When Wabbles finds birds in the dooryard he threatens them for a short time, then darts at the nearest, and the feathers fly. After he has satisfied his appetite he will let the other birds return to glean the dooryard. He does not want to deprive them of food, but insists that they shall await his pleasure. Sometimes he will sing while the birds are eating. He firmly believes that he holds a mortgage on the dooryard, or, perhaps, that he is a joint owner with me; but he insists that his property rights must be respected.
WABBLES.
One afternoon I found a wounded chickadee in the dooryard. Some wretch had shot away one leg and had injured a wing besides. I thought Wabbles would make short work of the helpless bird, but instead he hopped around him and talked to him in a low tone.

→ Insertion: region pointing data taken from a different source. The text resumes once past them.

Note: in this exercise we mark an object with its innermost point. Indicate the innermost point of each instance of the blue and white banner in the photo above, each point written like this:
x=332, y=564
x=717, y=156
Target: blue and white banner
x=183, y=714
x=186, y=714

There was no threat in his notes such as he uttered when angry. Up to the time that Wabbles left in migration the chickadee was allowed the freedom of the cabin dooryard.
When Wabbles's first wife was alive, he returned one spring the tenth day of March, and brought with him a male linnet. I was surprised, for it was peculiar that a linnet should return in migration three weeks before the usual time. A week later Mrs. Wabbles returned, and with her was the mate to the linnet. This incident opened up a wide field for reflection. It proved that two species of the bird family could communicate ideas to each other.
These birds must have met in the South. In the course of bird gossip either the linnets or sparrows had announced that the summer home was on Cape Ann. "That is where we live," is the glad reply, so the birds, having come from the same locality, associate together. Wabbles tells them about the hermit and the dooryard crowded with food. In some way he induced the male linnet to accompany him, three weeks out of season, with the understanding that Mrs. Wabbles, a week later, would pilot the female linnet to her husband. It must be remembered that linnets do not inhabit the woods. Wabbles gave the freedom of the dooryard to the linnets. They were invited guests, and were treated as such. It all goes to show that Wabbles knows what belongs to good breeding and possesses a moral sense.
IV.
BISMARCK, THE RED SQUIRREL
The red squirrel, or chickaree, leads all the wild things in the woodlands of Cape Ann for intelligence and the ability to maintain an existence under adverse circumstances.
His life during the spring and summer months is a grand hurrah, but in the fall he sobers down and plods and toils in his harvest-fields like a thrifty farmer.